MAX_STREAMS limits the number of QUIC streams that can be opened per connection. Recommend a high value so that agents won't run into this limit in practice.
@DavidSchinazi am I interpreting the QUIC RFC correctly here? Appreciate it if you could take a look.
MAX_STREAMS frames exist for flow control purposes. This isn't something that is set once per connection; an endpoint will repeatedly send MAX_FRAMES with increasing values to its peer in order to keep the data flowing.
Here's an example: let's say I have limited memory and only want to allow 100 simultaneous streams. I'll start off by sending you MAX_STREAMS with 100, you'll open up some streams, and let's say when you have closed your first 10 streams, I'll send you another MAX_STREAMS, but this time with 110 - that way you always have 100 possible. Many other strategies are possible. You could for example start off with a small limit, and then increase if you deem the peer trustworthy.

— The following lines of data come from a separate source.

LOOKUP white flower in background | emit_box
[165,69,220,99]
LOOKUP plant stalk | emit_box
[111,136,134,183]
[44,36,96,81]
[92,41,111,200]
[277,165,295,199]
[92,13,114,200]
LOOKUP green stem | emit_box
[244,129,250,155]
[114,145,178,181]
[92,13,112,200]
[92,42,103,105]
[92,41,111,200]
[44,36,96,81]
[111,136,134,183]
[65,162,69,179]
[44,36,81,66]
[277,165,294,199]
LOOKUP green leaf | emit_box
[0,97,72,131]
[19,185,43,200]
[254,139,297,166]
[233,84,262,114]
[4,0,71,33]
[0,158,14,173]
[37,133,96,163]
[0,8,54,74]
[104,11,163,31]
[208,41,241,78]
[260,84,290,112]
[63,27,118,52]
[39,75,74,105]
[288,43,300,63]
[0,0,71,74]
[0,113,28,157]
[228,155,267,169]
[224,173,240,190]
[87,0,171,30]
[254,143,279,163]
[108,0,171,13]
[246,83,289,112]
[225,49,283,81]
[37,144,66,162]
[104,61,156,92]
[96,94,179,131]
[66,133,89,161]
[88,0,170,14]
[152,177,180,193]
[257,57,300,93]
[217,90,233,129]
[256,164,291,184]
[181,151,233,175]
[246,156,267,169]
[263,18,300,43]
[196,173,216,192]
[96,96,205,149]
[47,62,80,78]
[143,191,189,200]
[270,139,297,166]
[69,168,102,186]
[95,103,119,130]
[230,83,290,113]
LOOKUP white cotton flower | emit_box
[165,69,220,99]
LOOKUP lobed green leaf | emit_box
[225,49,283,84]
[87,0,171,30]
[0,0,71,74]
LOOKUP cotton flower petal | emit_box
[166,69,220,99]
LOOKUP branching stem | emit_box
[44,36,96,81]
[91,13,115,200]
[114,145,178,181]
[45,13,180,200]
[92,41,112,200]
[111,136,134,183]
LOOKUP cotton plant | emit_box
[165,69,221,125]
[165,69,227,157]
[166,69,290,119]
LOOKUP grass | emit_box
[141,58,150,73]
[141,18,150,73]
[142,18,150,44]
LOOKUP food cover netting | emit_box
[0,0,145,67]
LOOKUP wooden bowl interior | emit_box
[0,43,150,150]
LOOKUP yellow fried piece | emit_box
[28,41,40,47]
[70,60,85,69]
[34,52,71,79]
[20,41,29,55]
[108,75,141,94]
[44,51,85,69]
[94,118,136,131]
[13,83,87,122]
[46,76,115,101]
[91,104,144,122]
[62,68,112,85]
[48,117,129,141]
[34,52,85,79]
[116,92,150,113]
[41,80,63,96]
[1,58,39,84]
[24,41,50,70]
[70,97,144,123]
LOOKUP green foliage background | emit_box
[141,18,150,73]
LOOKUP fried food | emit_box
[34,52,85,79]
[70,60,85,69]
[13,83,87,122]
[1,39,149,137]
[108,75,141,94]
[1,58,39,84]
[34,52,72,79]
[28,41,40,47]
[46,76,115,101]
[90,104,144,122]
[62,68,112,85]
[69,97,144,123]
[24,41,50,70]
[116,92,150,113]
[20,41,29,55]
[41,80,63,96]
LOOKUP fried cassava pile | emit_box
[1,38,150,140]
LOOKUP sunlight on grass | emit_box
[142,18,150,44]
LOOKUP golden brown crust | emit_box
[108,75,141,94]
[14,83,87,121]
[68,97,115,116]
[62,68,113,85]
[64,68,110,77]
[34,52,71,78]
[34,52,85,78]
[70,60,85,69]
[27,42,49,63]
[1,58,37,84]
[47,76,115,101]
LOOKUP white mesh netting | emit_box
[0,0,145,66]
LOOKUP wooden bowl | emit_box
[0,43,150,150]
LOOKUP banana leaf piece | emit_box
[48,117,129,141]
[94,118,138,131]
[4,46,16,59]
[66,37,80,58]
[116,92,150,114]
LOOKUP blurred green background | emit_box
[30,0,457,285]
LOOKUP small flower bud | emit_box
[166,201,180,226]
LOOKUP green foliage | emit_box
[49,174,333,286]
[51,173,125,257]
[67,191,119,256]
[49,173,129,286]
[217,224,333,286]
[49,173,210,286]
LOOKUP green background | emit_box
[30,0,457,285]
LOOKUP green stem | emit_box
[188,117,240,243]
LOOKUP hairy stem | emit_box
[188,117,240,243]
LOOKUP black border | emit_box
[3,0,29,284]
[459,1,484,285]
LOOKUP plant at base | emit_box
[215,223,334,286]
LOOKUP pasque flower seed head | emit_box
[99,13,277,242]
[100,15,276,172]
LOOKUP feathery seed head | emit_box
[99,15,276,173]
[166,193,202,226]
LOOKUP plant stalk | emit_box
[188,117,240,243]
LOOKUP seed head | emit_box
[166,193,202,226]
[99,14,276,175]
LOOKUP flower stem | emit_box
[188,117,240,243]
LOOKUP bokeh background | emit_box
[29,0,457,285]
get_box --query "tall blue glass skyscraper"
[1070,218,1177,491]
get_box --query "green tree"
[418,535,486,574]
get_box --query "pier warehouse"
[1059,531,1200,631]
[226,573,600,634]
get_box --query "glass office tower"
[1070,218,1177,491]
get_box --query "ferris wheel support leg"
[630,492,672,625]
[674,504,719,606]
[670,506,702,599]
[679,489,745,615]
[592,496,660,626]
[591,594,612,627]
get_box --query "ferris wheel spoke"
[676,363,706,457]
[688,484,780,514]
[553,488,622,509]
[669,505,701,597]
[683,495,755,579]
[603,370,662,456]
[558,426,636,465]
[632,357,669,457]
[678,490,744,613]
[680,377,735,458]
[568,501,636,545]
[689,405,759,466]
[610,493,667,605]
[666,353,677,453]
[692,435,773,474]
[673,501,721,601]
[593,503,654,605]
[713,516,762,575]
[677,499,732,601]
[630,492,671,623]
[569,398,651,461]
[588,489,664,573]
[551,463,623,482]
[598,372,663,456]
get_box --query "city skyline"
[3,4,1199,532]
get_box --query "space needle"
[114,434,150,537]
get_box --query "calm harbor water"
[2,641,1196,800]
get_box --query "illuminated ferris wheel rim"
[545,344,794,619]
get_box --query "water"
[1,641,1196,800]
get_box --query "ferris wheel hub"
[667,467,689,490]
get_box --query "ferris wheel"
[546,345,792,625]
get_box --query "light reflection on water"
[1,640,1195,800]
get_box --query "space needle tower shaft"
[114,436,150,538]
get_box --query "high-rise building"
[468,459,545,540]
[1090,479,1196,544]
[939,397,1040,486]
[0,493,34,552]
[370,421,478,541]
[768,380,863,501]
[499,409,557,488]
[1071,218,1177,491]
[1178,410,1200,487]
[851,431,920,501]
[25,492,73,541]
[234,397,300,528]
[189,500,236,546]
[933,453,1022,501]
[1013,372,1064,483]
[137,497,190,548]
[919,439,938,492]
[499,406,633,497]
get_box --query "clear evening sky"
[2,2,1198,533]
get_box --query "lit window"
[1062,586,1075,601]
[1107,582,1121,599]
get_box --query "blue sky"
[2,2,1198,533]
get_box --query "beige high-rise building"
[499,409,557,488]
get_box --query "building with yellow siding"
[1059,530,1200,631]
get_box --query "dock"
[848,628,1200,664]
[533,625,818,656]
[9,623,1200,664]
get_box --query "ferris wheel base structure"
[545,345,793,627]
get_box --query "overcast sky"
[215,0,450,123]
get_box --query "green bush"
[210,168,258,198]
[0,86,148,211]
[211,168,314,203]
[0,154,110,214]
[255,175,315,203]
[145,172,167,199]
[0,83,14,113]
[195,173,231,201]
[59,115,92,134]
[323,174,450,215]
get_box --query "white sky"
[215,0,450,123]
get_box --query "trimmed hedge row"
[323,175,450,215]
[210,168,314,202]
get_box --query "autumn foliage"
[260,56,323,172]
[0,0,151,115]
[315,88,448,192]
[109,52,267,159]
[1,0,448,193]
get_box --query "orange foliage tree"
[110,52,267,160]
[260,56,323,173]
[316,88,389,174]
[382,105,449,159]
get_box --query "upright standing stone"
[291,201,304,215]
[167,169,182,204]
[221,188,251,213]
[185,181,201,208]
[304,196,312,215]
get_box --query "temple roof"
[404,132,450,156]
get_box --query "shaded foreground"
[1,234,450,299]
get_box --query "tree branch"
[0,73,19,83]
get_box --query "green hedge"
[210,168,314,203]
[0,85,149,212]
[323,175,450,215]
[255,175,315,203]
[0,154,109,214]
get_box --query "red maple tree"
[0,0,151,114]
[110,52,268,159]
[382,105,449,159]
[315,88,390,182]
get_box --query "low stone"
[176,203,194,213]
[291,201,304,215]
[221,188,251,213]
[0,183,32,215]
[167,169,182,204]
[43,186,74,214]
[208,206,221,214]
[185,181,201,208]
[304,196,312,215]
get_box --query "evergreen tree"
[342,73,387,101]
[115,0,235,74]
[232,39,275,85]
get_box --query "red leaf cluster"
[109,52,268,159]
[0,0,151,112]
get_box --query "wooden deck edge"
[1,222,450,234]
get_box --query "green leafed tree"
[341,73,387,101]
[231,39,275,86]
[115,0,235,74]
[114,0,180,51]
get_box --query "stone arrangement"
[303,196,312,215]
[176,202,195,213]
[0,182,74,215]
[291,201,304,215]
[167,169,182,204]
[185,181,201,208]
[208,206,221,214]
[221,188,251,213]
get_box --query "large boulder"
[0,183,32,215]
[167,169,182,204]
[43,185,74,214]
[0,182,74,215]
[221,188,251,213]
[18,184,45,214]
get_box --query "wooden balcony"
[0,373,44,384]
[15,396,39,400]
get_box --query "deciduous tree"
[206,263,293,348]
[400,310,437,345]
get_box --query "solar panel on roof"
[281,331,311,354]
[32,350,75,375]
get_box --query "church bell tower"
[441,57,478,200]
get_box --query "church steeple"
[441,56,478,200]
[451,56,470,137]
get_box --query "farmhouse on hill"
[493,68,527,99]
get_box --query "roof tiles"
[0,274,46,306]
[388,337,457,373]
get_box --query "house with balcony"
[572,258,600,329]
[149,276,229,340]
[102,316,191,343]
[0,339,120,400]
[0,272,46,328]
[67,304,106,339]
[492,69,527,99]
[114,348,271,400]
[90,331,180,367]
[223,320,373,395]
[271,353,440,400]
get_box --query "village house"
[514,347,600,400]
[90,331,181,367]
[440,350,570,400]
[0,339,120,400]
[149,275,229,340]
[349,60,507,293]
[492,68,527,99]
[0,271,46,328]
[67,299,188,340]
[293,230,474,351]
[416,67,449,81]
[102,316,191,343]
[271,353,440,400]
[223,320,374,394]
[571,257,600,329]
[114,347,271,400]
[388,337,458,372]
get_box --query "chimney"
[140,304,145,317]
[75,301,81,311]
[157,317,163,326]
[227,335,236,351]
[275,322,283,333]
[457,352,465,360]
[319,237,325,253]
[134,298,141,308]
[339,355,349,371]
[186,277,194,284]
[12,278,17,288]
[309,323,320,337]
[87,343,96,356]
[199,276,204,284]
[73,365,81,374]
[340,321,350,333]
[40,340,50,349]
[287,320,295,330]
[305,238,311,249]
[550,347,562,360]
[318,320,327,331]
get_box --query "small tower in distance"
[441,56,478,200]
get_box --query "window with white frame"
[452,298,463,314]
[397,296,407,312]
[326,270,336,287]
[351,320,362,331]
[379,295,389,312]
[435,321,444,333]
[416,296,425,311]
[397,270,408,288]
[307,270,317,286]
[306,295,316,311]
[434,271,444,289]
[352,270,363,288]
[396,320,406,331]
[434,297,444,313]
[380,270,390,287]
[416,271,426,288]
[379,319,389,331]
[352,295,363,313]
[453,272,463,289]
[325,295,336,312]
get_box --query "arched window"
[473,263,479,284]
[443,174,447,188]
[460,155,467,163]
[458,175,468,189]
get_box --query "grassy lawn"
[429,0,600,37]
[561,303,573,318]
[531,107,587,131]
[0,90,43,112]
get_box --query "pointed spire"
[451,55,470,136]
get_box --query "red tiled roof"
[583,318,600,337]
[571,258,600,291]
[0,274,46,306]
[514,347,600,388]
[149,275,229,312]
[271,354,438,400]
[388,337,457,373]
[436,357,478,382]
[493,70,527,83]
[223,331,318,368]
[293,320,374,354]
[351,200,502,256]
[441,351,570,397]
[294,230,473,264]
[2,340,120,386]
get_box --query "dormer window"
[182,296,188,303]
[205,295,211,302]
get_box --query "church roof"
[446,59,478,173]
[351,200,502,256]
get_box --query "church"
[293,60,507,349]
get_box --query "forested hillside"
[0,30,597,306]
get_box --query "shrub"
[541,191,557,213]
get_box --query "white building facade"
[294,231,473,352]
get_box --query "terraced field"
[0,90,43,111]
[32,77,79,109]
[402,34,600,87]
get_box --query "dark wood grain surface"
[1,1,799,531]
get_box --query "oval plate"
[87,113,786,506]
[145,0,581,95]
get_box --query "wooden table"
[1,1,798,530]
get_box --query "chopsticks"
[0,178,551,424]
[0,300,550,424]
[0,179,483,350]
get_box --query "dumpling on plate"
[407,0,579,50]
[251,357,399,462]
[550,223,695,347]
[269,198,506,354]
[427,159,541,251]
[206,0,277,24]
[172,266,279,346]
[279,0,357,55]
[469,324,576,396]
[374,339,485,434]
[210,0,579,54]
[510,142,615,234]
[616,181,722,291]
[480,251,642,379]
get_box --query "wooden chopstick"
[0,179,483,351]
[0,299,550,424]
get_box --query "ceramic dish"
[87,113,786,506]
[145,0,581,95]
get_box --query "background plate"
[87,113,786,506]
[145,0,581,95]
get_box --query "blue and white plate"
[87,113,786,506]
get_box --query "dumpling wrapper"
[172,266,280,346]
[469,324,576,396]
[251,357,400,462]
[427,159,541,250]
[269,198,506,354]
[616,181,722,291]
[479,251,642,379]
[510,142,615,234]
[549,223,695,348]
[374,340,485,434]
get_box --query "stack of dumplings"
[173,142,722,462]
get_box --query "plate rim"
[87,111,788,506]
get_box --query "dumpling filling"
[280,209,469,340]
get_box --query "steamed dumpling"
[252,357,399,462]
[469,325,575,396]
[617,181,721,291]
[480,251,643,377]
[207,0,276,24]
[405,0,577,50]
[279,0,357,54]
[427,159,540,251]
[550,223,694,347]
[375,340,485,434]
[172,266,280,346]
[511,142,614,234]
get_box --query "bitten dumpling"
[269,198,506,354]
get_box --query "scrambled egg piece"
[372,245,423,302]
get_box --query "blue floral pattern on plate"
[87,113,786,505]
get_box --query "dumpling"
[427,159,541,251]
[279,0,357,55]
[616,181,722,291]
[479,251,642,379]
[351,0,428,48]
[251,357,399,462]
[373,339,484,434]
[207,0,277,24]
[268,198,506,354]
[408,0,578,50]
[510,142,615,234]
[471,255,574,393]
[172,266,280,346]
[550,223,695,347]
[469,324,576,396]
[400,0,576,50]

But more fundamentally, this is not something application protocols should worry about. The statement "configure your QUIC stream limits such that it doesn't get in the way of your application performance" is true for all application protocols, there's no point in having every application protocol repeat it. Because once you go down that route, it's pretty much endless. You could also say "make sure your delayed ack strategy doesn't harm performance", and similar guidance for many other internal details of QUIC too.
What you do need to specify is whether you use unidirectional vs bidirectional streams, but looks like you covered that in 4581b3da4661b90636e9c5cec09f710a60f50182.
Thanks for the feedback @DavidSchinazi. I've updated the NOTE with simpler advice for implementations along the lines of what you suggested.